L'avocat de Keller a déclaré que la poursuite contre l'assureur Hartford Fire Insurance Company – et d'autres contestations similaires déposées par des restaurateurs – vise à établir un précédent juridique afin que les entreprises confrontées à des fermetures obligatoires de coronavirus soient couvertes par leurs polices d'assurance contre les interruptions d'activité.

Matthew Sturdevant, porte-parole de The Hartford, a refusé de commenter le procès. Le procès a été intenté par French Laundry Partners, LP et le groupe de restaurants de Keller.

Le restaurateur français de blanchisserie Thomas Keller poursuit pour une couverture d'assurance coronavirus

Keller est l'un des chefs les plus décorés d'Amérique, et ses restaurants ont reçu de nombreux prix et distinctions. Il est le premier chef d'origine américaine avec deux restaurants à obtenir simultanément trois étoiles au Guide Michelin.

Le groupe Keller compte une douzaine de restaurants à New York, Las Vegas, Miami et Yountville, en Californie.

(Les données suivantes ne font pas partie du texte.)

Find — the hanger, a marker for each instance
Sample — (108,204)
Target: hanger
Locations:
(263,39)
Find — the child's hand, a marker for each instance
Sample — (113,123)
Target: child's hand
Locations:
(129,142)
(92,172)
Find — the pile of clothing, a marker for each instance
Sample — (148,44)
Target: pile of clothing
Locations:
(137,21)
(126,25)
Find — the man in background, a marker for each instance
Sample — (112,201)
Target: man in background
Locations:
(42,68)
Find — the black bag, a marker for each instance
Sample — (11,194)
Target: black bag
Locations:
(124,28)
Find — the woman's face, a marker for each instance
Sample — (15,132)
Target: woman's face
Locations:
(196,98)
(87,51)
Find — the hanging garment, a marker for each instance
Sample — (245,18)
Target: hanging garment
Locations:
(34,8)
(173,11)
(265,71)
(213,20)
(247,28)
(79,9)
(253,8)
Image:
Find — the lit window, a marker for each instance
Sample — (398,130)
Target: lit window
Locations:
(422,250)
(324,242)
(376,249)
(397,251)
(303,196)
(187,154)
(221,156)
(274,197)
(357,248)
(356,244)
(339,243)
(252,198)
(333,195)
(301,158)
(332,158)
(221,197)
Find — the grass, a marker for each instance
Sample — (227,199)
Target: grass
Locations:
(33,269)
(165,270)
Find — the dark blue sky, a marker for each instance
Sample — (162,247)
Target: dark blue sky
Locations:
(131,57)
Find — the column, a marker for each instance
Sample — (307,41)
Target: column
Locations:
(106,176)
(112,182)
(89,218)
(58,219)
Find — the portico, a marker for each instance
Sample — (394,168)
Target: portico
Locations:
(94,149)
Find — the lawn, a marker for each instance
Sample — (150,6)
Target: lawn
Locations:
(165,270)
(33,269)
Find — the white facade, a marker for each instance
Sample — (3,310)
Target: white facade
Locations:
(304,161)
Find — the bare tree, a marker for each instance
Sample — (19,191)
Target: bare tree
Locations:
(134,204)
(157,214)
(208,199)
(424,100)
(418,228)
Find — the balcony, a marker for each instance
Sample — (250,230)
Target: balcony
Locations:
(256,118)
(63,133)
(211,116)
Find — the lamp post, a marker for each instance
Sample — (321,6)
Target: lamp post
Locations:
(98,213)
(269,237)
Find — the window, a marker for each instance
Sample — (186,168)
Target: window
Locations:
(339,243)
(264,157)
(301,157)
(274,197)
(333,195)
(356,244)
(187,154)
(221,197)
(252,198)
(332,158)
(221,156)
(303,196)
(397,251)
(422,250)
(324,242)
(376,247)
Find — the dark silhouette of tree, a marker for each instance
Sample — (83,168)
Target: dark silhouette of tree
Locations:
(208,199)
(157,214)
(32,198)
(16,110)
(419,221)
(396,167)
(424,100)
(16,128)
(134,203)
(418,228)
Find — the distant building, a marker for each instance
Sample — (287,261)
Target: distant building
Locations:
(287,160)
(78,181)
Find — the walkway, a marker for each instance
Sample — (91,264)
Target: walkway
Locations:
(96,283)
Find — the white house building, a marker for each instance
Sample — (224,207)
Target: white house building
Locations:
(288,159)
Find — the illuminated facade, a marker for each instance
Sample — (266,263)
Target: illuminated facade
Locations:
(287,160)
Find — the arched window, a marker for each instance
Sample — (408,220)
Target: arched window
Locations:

Ce n'est pas le seul défi d'un restaurant concernant la couverture d'assurance liée aux coronavirus. Le restaurant de fruits de mer de la Nouvelle-Orléans Oceana Grill a fait une démarche similaire au début du mois en demandant à un tribunal de Louisiane de rendre un jugement déclaratoire selon lequel sa police d'assurance avec Lloyd's of London couvre les fermetures ordonnées par les autorités civiles.

Cette semaine, l'American Property Casualty Insurance Association a déclaré qu'elle pensait que la plupart des polices d'assurance – y compris celles qui couvrent les interruptions d'activité – ne couvraient pas les virus tels que Covid-19 et que « réécrire rétroactivement les polices d'assurance existantes » pourrait mettre l'industrie de l'assurance à risque.

Une estimation de l'association a révélé que les pertes potentielles de continuité des petites entreprises pourraient totaliser de 220 à 383 milliards de dollars par mois, ce qui consommerait rapidement le surplus estimé de 800 milliards de dollars des assureurs américains pour les paiements.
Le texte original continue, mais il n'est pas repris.